Three myths about the Carter case and a constitutional right to die:

Myth #1:  The Carter case should have been decided on the basis of the previous decision in Rodriguez.

Reality:  Carter was not the first time the Supreme Court has confronted the delicate and difficult matters of constitutional rights to life and death. In 1993, the Court upheld the prohibition on assisted suicide in Sue Rodriquez’s unsuccessful constitutional challenge. But life and law has changed a good deal since 1993, the Court ruled in Carter. For example, expert and public opinion (including within the medical profession) has increasingly titled towards the need for legal reform in the law concerning end of life care. As well, although most countries continue to ban assisted suicide, eight jurisdictions outside of Canada (several American states and a number of countries in Europe) now permit some form of assisted dying. Perhaps most importantly, the Court agreed that a number of recent cases – involving hospital waiting times, safe injection sites, and sex workers, among others – had altered and expanded the meaning of the right to life, liberty, and security of the person in Canadian constitutional law. Accordingly, the legal, social, and political context that existed in Rodriquez no longer bound the Court.  
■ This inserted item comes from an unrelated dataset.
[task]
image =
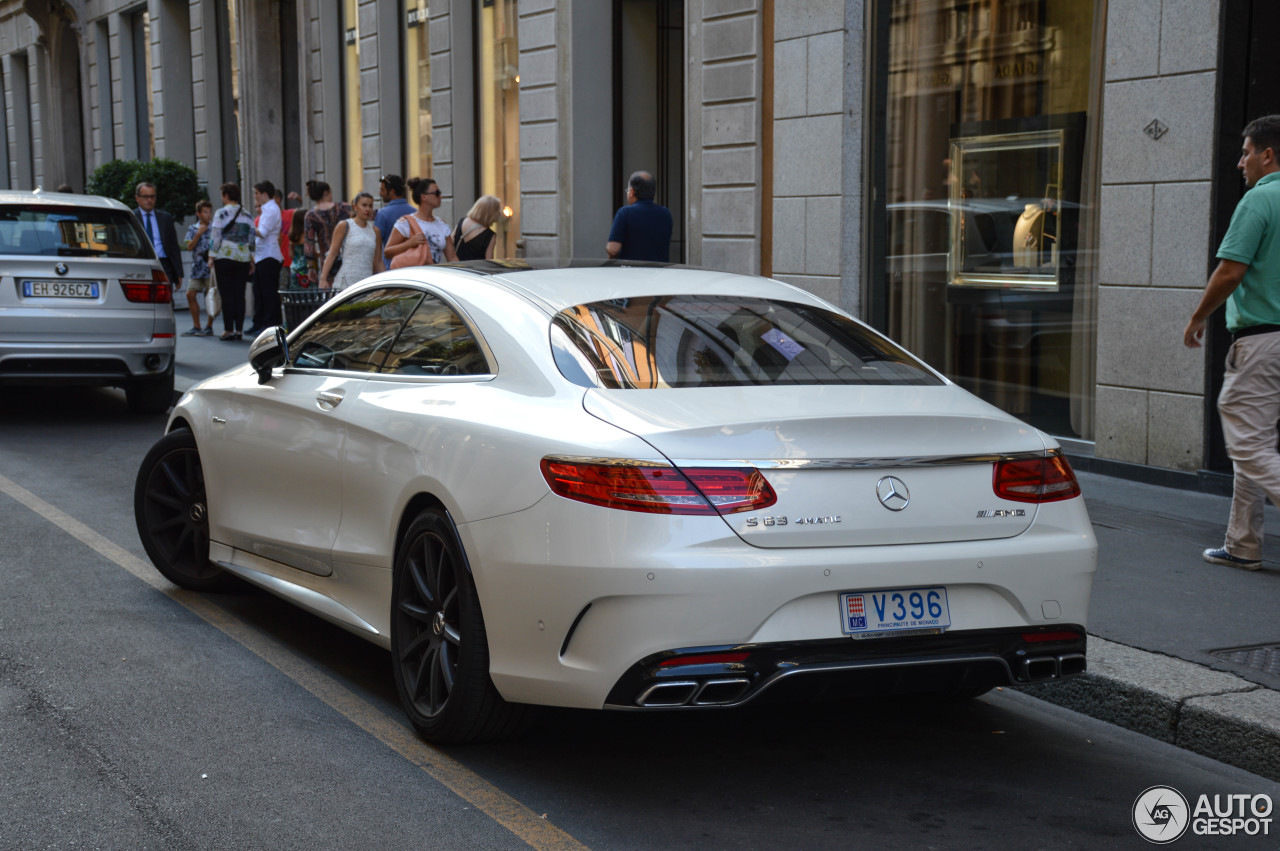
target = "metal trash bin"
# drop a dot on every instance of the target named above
(300, 303)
Myth #2:  Carter is likely to result in a deluge of assisted suicides in Canada.

Reality:  “The sanctity of life is one of our most fundamental societal values,” the Court held. “Section 7 is rooted in a profound respect for the value of human life. But s. 7 also encompasses life, liberty and security of the person during the passage to death.” Overruling its previous decision in Rodriguez, the Court held that the prohibition on assisted suicide violated Ms. Taylor’s s. 7 rights because it forced upon her, and others like her, the “cruel” choice of ending her life prematurely or suffering until she dies from natural causes. Those grave consequences, the Court ruled, were not in keeping with the “principles of fundamental justice,” or a “reasonable limit” since they went far beyond the law’s objective of preventing vulnerable persons from being induced to commit suicide in moments of weakness.

The Court rejected arguments that the law recognized that life must be preserved at all costs, or that the decision would open the floodgates to masses of depressed people demanding physicians assist them to die. There is no medical duty on any physician to assist someone to die, the Court noted. In addition, the right exists only for those adults freely consenting to death, and suffering from a “grevious and irremediable medical condition.” Medical professionals will continue to determine true consent and real vulnerability as they do in countless other medical care decision-making contexts.
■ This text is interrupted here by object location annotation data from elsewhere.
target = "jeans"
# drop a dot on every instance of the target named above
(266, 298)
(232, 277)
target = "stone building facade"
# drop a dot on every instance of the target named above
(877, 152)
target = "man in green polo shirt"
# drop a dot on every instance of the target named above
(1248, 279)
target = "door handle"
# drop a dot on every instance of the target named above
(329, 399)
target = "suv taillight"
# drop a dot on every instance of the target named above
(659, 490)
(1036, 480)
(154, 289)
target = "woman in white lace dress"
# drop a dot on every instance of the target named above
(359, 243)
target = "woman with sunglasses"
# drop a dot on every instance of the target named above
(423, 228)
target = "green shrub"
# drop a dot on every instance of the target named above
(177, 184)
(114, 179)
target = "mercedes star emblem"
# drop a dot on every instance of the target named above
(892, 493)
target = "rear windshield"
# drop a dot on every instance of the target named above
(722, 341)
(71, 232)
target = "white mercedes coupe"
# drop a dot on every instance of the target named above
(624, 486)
Myth #3:  Carter marks the end of the assisted suicide debate.

Reality:  As Robert Leckey suggests in his analysis of Quebec’s assisted suicide legislation, the decision in Carter is just one further step in the on-going societal debate on assisted suicide. Although the Supreme Court struck down the prohibition on aiding and abetting suicide as unconstitutional, it suspended that result for one year to allow time for Parliament to fashion an appropriate constitutional solution. There will be ample room for Parliament to continue to protect individuals from undue influence to end their lives, so long as individuals like Ms. Taylor have their autonomy and dignity to end their lives exempted from criminal punishment.
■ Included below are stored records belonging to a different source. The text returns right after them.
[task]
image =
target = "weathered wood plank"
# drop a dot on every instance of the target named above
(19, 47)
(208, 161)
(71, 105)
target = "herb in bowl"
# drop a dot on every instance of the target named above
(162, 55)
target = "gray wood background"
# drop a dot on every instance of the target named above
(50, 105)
The Supreme Court of Canada peered deep into the right to life, liberty, and security of the person and found that sometimes, to give those rights full and true meaning, an individual must have the right to die. Finding the balance between those rights and the needs of vulnerable persons in practice is a task that now lies with Parliament. In that sense, the constitutional right to die may have begun with the courts, but it ends in the democratic debates in which we all play a role.